Grifting and thieving
Against the day’s sordid boom, we
Muster up
For no coming inspection, prate
And deliver against the tuneless
Deities, mock hardships, finagled purses, Joes.
We live and die like pagans, creedless,
Sucking off the conceptual lie
Whilst the real lurches
Forth against the pin-stuck bias
Of the world’s scant covering,
And shreds it.

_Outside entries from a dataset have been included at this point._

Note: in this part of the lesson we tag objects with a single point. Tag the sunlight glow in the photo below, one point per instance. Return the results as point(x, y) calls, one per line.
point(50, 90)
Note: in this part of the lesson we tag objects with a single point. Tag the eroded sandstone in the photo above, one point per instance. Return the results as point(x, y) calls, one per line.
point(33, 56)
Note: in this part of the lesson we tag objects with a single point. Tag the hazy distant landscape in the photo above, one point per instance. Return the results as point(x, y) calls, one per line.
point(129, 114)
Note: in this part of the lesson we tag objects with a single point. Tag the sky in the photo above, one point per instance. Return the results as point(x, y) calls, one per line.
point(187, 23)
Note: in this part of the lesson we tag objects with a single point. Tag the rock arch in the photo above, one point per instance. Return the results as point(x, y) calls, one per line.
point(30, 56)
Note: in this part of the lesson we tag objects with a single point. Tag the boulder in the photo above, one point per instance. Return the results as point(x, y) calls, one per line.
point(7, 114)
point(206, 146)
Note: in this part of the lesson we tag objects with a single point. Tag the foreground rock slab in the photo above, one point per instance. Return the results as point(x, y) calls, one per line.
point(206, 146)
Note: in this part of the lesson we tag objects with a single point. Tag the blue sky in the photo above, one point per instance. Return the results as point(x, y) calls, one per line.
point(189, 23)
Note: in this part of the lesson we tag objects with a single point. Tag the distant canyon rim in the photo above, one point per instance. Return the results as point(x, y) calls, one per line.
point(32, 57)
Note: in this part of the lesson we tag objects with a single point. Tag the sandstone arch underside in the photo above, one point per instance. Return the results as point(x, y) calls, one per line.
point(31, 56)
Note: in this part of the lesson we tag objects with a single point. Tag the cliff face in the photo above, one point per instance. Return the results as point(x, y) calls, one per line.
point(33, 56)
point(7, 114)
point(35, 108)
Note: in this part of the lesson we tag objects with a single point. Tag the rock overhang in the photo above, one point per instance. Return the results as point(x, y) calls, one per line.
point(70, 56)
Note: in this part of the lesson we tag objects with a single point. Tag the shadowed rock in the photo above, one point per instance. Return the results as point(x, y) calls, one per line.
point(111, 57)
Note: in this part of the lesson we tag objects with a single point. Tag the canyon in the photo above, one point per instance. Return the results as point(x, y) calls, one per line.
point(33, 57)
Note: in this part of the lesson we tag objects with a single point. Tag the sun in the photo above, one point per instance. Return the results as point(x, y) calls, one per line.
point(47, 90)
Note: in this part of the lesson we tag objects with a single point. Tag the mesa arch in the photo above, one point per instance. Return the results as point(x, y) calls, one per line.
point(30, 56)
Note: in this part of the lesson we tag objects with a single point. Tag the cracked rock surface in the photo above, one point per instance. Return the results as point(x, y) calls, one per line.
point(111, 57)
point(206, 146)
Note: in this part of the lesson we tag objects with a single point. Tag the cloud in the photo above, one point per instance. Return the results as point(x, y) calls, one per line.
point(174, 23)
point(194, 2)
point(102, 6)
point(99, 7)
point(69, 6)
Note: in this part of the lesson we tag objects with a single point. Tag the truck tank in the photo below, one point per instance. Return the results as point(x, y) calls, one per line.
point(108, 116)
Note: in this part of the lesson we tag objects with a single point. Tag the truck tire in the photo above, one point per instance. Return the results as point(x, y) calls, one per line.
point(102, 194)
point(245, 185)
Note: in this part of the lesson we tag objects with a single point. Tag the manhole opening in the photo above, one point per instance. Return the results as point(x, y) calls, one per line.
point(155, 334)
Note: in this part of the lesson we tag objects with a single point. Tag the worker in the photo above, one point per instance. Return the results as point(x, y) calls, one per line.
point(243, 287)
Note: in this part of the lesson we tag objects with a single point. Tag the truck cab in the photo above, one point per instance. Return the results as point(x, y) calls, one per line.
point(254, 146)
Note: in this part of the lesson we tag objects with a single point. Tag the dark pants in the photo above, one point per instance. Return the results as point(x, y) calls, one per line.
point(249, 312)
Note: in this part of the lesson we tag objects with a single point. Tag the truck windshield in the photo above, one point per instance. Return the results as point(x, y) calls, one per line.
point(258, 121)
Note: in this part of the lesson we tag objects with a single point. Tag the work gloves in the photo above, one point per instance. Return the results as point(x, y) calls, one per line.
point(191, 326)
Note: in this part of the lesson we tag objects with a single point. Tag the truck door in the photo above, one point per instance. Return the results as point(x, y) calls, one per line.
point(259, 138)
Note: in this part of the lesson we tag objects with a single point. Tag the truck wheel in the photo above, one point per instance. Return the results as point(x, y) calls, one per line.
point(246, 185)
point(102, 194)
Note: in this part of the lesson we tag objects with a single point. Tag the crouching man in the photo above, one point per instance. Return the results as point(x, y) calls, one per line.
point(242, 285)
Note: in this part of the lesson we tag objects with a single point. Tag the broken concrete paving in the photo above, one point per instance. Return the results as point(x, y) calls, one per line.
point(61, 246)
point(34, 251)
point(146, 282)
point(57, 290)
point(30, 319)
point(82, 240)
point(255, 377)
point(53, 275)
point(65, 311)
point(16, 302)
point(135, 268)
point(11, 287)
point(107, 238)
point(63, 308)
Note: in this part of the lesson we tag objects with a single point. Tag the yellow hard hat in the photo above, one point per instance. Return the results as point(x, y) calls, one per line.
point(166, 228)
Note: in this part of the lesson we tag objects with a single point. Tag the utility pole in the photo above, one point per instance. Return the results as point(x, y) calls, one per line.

I think
Of poor Robert Browning, the rose-mesh
Of flesh sloughing into earth—
He is holding a miniature orrery,
A tiny solar system
With a squeak to it, holding it
In the palm of one hand, nudging
It into movement with
One long nicotine-stain’d fingernail.
The weeklies display pages of
Chronological “gear,” doodad-
Encumber’d wristwatches for the time-
Warriors among us—as if the year
Need’d a push to get going
Out into the wild shrubbery of the out-
Back where it’ll snare a few
Rabbits, or make a mash of ground
Nuts and peccary scat to smear
Against itself becoming invisible.
Or it’ll nail a doubloon the size of a dinner-
Plate to one kneecap and bathe
In the gush of rude blood
With a kind of fervency
For its own malign’d historical
“Edge.” It moves us not.
I think, too, of the audacious
Finesse of a starker hubris,
The marketeers of the faux-fires
That burn no man, raw
Grunts of the incorruptible sky,
Implacable star-arrangers, maté-
Sniffers, thieves
Who make a sport of letters—
Against such changeable voracious
Goons I lift the dirty green brass
Horn of my scorn.



ALL ABOARD


Tumbled down an incline at Bash Bish
Broke many things; it was still spring

Clouded over, it was too rainy to walk annually
At Bartholomew’s Cobble; a coneflower appeared

As did a lupin, even some alyssum
Be forewarned: the eternal perennial

Is not immortal, though rooted in the ground
& coming back, it might disappear

In a wild fire, tornado or apocalypse
Or move over in a spring flood

Or earthquake; you move over & you’ll see
The same thing you saw yesterday, maybe

It’s the welcome wagon, here’s
A cherry pie; the cherries are eternal

                                Bernadette Mayer
                                Poetry State Forest (New Directions, 2008)



Back in—gulp—2009. Thanks for reading.